The Pumas take on the Wallabies in Salta (kickoff 2240 GMT)looking for a third win in six games, after never before having won two in any championship since they joined the southern hemisphere’s elite in 2012.
Ortega, who has started all five of the games so far this year, said the home side are confident and capable of consigning the Wallabies to the wooden spoon for the first time in the Rugby Championship.
“Can we beat anyone?” he asked. “I certainly think so, we have the potential to beat anyone, we have great players.
“We’ve got the raw materials and we’ve got the game, and we’ve scored tries against the best teams in the world. In time, this team is going to be spectacular.”
Argentina beat Australia last month in the Gold Coast, just a few weeks after overcoming South Africa at home. The only team they have yet to beat is New Zealand, who took them apart in a commanding first half last week in Buenos Aires.
Nevertheless, losing 35-17 to the world champions is no disgrace and Argentina have looked like a different side since Daniel Hourcade resigned in June following a run of just two wins in 17 games.
They currently sit three points above the Australians and a draw or a win for the home side would leave the visitors with the wooden spoon for the first time since the tournament was expanded six years ago.
Wallabies coach Michael Cheika has made two changes to the team that lost to South Africa last weekend, bringing back Bernard Foley at flyhalf and moving Kurtley Beale to inside centre.
The Wallabies want to avoid the ignominy of a last-place finish and they are convinced recent near misses will soon turn into tries.

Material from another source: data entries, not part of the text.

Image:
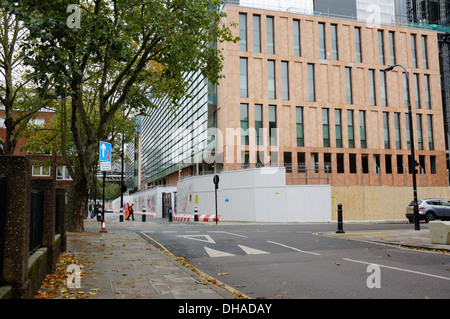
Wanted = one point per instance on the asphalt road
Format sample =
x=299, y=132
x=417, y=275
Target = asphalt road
x=295, y=261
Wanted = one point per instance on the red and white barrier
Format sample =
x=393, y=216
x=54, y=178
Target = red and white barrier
x=190, y=217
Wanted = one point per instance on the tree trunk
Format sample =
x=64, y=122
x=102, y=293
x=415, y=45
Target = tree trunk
x=76, y=206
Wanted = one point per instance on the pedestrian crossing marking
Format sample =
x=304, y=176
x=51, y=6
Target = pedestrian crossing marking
x=204, y=238
x=252, y=251
x=217, y=253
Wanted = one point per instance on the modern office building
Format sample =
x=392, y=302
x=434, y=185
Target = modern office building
x=308, y=91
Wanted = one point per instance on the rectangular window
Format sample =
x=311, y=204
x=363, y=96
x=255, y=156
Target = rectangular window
x=242, y=32
x=334, y=42
x=365, y=163
x=338, y=127
x=392, y=47
x=399, y=164
x=327, y=164
x=352, y=162
x=340, y=163
x=376, y=163
x=387, y=142
x=381, y=47
x=362, y=128
x=424, y=52
x=258, y=124
x=271, y=79
x=257, y=34
x=243, y=77
x=383, y=88
x=351, y=129
x=348, y=85
x=358, y=50
x=273, y=125
x=326, y=128
x=408, y=133
x=62, y=173
x=245, y=159
x=299, y=124
x=322, y=49
x=311, y=83
x=373, y=99
x=433, y=164
x=388, y=163
x=419, y=132
x=244, y=124
x=422, y=164
x=430, y=132
x=416, y=90
x=41, y=170
x=285, y=80
x=287, y=160
x=405, y=90
x=301, y=162
x=315, y=162
x=414, y=50
x=398, y=136
x=297, y=40
x=270, y=36
x=427, y=91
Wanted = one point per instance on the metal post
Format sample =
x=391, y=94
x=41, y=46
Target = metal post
x=195, y=214
x=103, y=229
x=121, y=181
x=340, y=222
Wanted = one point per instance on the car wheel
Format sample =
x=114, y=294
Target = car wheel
x=430, y=217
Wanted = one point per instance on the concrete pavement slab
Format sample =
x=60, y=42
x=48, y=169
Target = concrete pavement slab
x=121, y=264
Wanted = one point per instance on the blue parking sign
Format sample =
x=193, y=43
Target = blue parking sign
x=105, y=152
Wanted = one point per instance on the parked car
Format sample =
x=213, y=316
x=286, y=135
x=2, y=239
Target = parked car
x=429, y=209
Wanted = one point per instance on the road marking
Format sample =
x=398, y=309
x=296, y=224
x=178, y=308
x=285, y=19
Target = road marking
x=204, y=238
x=293, y=248
x=252, y=251
x=217, y=253
x=400, y=269
x=225, y=232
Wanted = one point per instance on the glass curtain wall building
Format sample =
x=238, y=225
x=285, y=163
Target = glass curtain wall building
x=174, y=139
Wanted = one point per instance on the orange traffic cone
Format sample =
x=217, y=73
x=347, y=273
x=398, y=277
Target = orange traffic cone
x=103, y=227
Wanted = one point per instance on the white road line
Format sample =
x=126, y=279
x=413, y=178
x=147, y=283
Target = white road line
x=217, y=253
x=395, y=268
x=252, y=251
x=293, y=248
x=225, y=232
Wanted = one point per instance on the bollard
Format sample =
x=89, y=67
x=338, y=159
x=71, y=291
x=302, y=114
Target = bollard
x=340, y=223
x=195, y=214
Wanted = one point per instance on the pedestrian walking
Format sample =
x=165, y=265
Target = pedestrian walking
x=92, y=209
x=97, y=209
x=127, y=207
x=131, y=211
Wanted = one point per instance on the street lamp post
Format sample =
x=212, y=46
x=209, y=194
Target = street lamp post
x=413, y=158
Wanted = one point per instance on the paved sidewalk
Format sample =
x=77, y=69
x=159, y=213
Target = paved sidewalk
x=121, y=264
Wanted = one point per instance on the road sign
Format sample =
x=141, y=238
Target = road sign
x=105, y=166
x=105, y=152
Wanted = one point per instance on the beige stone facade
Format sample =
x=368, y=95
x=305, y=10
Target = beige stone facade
x=376, y=163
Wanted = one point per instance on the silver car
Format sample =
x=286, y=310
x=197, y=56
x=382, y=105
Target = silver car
x=429, y=209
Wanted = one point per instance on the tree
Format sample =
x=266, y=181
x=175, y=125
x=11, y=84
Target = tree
x=17, y=93
x=113, y=55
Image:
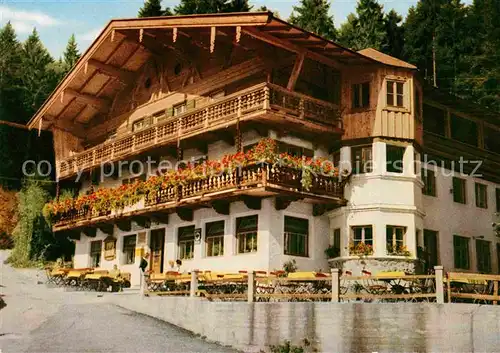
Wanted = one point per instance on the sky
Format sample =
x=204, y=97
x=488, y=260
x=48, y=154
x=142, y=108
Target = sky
x=56, y=20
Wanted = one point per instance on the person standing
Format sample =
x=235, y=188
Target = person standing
x=143, y=265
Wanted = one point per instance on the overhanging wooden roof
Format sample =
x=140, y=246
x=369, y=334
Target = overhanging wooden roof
x=125, y=45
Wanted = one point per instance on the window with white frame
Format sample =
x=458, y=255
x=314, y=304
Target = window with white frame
x=361, y=95
x=362, y=159
x=483, y=256
x=394, y=158
x=362, y=234
x=129, y=249
x=186, y=242
x=481, y=195
x=180, y=108
x=395, y=93
x=296, y=236
x=395, y=240
x=461, y=252
x=95, y=253
x=214, y=238
x=246, y=234
x=459, y=190
x=429, y=180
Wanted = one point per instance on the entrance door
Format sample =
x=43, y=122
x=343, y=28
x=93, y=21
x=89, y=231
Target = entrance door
x=498, y=257
x=431, y=248
x=157, y=250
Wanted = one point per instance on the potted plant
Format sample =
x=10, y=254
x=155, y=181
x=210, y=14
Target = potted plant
x=332, y=252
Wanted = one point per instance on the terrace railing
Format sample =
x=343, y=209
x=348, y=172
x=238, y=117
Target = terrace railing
x=245, y=104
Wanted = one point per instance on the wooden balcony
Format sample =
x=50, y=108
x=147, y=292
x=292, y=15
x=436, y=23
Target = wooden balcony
x=254, y=181
x=264, y=101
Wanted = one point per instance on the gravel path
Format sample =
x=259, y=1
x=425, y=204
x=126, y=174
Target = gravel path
x=40, y=319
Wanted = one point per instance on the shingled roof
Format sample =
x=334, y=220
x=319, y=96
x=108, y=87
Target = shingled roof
x=385, y=59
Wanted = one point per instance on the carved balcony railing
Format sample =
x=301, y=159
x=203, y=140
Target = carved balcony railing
x=272, y=179
x=245, y=104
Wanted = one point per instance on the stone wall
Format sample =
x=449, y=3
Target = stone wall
x=330, y=327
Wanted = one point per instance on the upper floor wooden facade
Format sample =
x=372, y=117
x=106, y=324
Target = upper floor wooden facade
x=149, y=83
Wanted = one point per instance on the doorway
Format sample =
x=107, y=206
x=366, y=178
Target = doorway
x=157, y=250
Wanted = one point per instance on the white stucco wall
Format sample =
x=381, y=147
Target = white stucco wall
x=449, y=218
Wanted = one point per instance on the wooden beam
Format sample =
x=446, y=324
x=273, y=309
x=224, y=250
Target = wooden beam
x=160, y=217
x=282, y=203
x=90, y=232
x=253, y=203
x=287, y=45
x=297, y=68
x=123, y=76
x=74, y=128
x=221, y=207
x=292, y=35
x=106, y=228
x=186, y=214
x=142, y=221
x=87, y=98
x=125, y=225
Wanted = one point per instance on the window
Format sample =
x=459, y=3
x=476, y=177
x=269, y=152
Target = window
x=95, y=253
x=461, y=252
x=141, y=124
x=434, y=120
x=395, y=93
x=362, y=159
x=459, y=190
x=246, y=234
x=217, y=95
x=336, y=242
x=429, y=179
x=214, y=238
x=180, y=108
x=483, y=256
x=394, y=158
x=497, y=197
x=481, y=195
x=296, y=236
x=362, y=234
x=295, y=151
x=129, y=249
x=361, y=95
x=431, y=248
x=464, y=130
x=498, y=257
x=492, y=139
x=186, y=242
x=395, y=239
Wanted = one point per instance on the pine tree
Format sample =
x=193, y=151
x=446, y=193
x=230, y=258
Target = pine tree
x=365, y=29
x=151, y=8
x=479, y=77
x=395, y=34
x=10, y=74
x=36, y=78
x=71, y=54
x=313, y=16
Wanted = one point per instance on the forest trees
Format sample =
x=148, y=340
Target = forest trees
x=313, y=16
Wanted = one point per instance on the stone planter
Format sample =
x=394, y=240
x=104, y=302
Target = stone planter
x=356, y=264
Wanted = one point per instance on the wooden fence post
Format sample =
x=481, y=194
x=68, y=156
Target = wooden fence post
x=438, y=271
x=335, y=285
x=194, y=284
x=495, y=291
x=251, y=286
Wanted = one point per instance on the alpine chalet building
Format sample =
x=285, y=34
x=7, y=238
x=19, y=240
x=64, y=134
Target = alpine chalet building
x=240, y=142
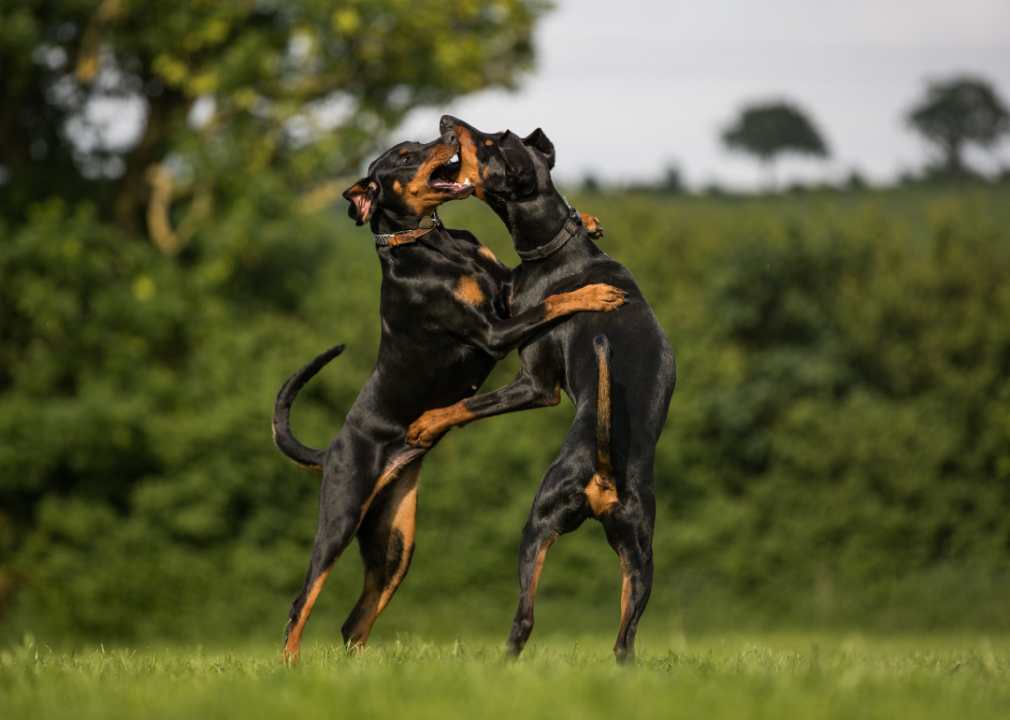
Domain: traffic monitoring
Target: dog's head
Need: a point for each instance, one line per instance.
(502, 167)
(409, 180)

Argentina, they hope, will be the ones to suffer.
“We’re creating opportunities, we’re getting down in the right areas but not converting,” Foley told reporters.
“It’s been a challenging time, we’ve all had self-assessments, we’ve all had assessments from each other.
“So in terms of going out there and putting that in place is probably the biggest thing and I am excited for what these guys can do.
“We’ve just to crack it and hopefully the floodgates will open.”